Each person has access to and use of the entire property but only owns a portion of it. Upon the death of an owner, the portion of the property owned by the deceased becomes a part of that person's estate and does not automatically go to the other owner or owners.
Two very common types of tenancy in common are joint bank accounts and real estate. Here, two or more people can share a bank account or a piece of real estate while still ensuring that their individual share of the asset will go to their estate (and be transferred to their heirs according to their will).
This is in contrast to joint tenancy, which is another legal means by which property can be held in common. The main difference between tenancy in common and joint tenancy is that, with joint tenancy, the ownership of an owner's share automatically transfers to the surviving owners upon that person's death.
Why would a person want to have tenancy in common instead of joint tenancy or vice versa?
People generally choose joint tenancy when they want the other party or parties to have their portion upon death. Joint tenancy is usually used by married couples or by close relatives such as parents and children, siblings, etc. In these cases the parties usually want the other to have their portion of the property upon death and joint tenancy makes it simple with no need for a will (for this property only) or having to worry about the court awarding their share to someone else if they die intestate. For most people this will work, but you might want to check the inheritance laws in your state or jurisdiction to make sure that the property in question will pass automatically to the other joint tenants upon death.

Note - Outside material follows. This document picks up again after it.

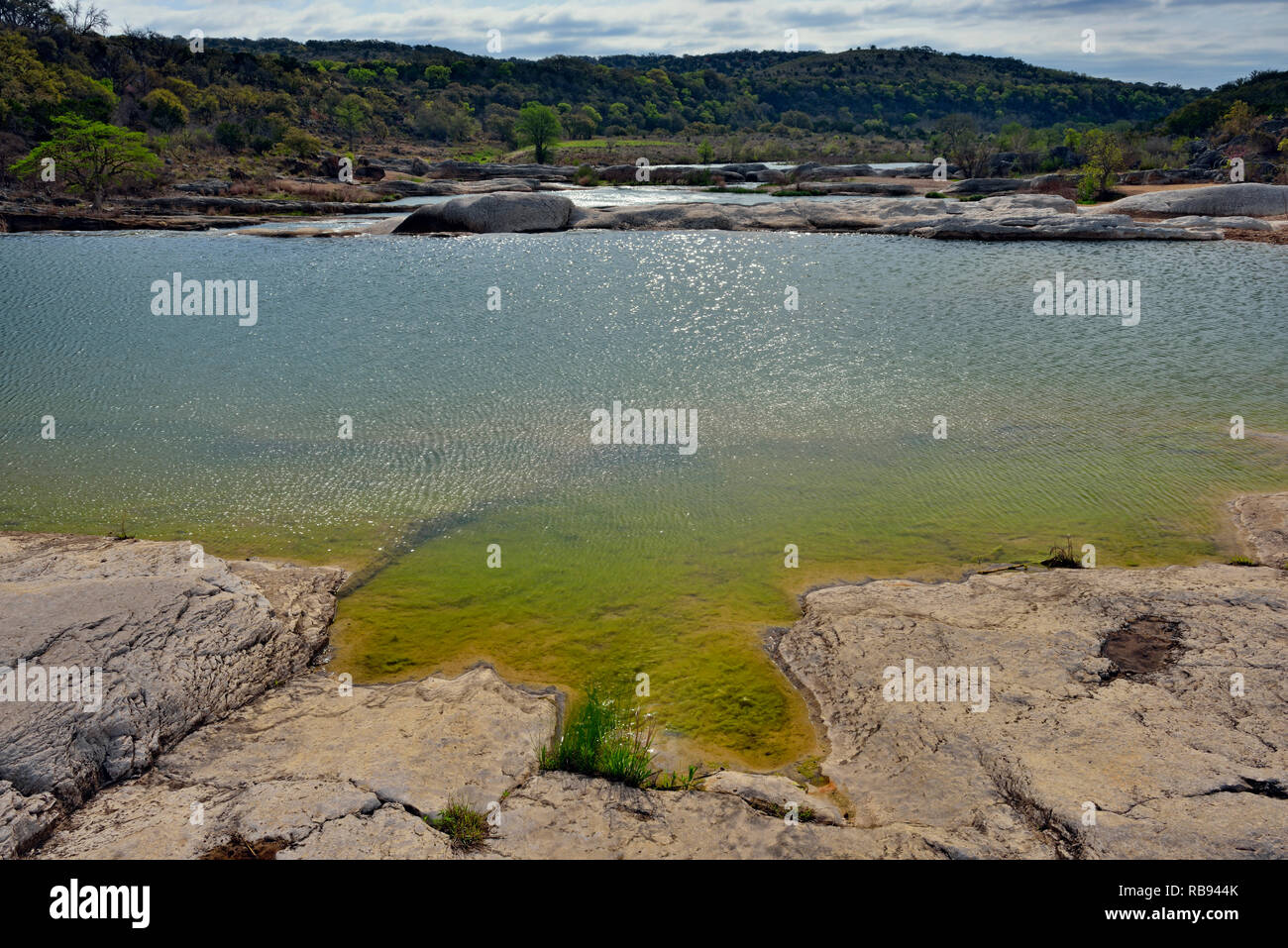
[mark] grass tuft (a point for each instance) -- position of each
(1063, 557)
(463, 824)
(604, 737)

Tenancy in common, on the other hand, is generally chosen when there is a need for two or more individuals to share a piece of property but the relationship is not such that any of them want to pass the property on to the other holders in the event of death. Two or more people who share living quarters and decide to purchase a home together in order to benefit from the income tax deduction (in the U.S.), two or more people who wish to purchase property to rent out, two relatives or close friends who want to share a piece o f resort property but pass it on to their respective children upon death, etc. are examples of the situations in which people would choose tenancy in common.

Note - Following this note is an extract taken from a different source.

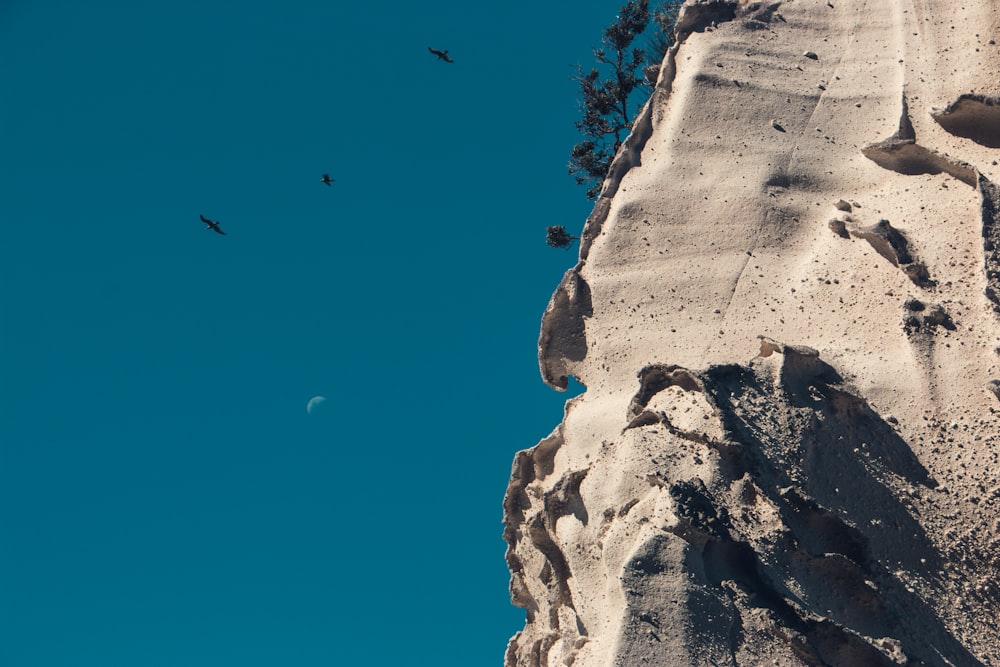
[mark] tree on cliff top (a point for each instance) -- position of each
(607, 112)
(557, 237)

A friend of mine was once living in the upper unit of a duplex and learned that the owner planned to sell. He couldn't afford to purchase the house alone and approached me knowing that I was looking to purchase a home for the tax break but didn't want a mortgage payment higher than the rent I was paying for the apartment I lived in at the time.

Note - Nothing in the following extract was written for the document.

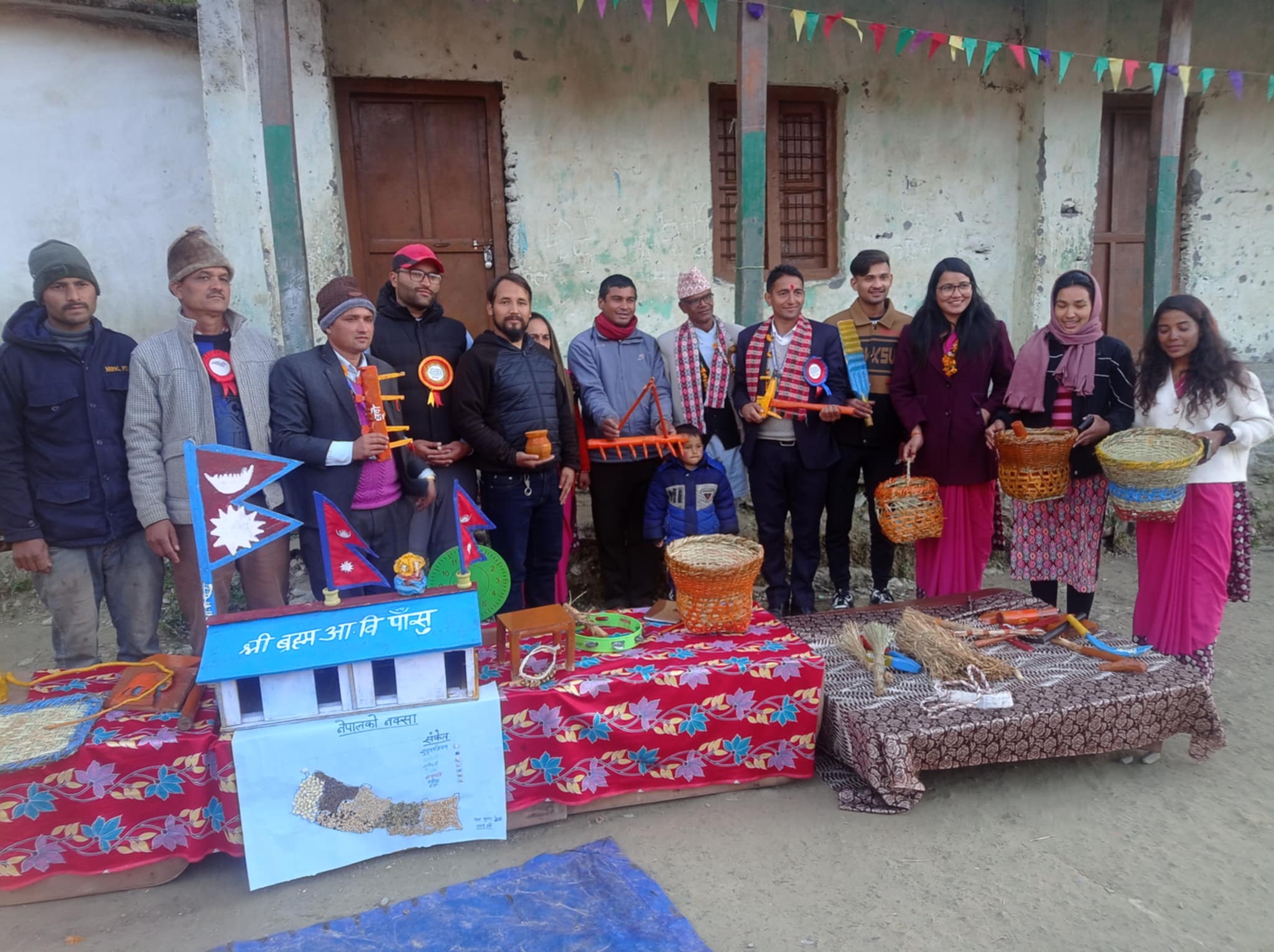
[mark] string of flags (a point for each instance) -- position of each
(806, 25)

We went together and brought the house with me taking the lower
unit and my friend remaining in the upper unit. We took the property as
tenants in common and opened a bank account, also as tenants in common,
at the bank where we got the mortgage. Each of us then deposited our
half of the mortgage payment to the account each month and the bank
then withdrew the full payment automatically. Three years after buying
the property both of us married our respective fiancé's and moved out
of town. We kept the house for another ten years as a rental property,
then sold it and split the proceeds 50/50.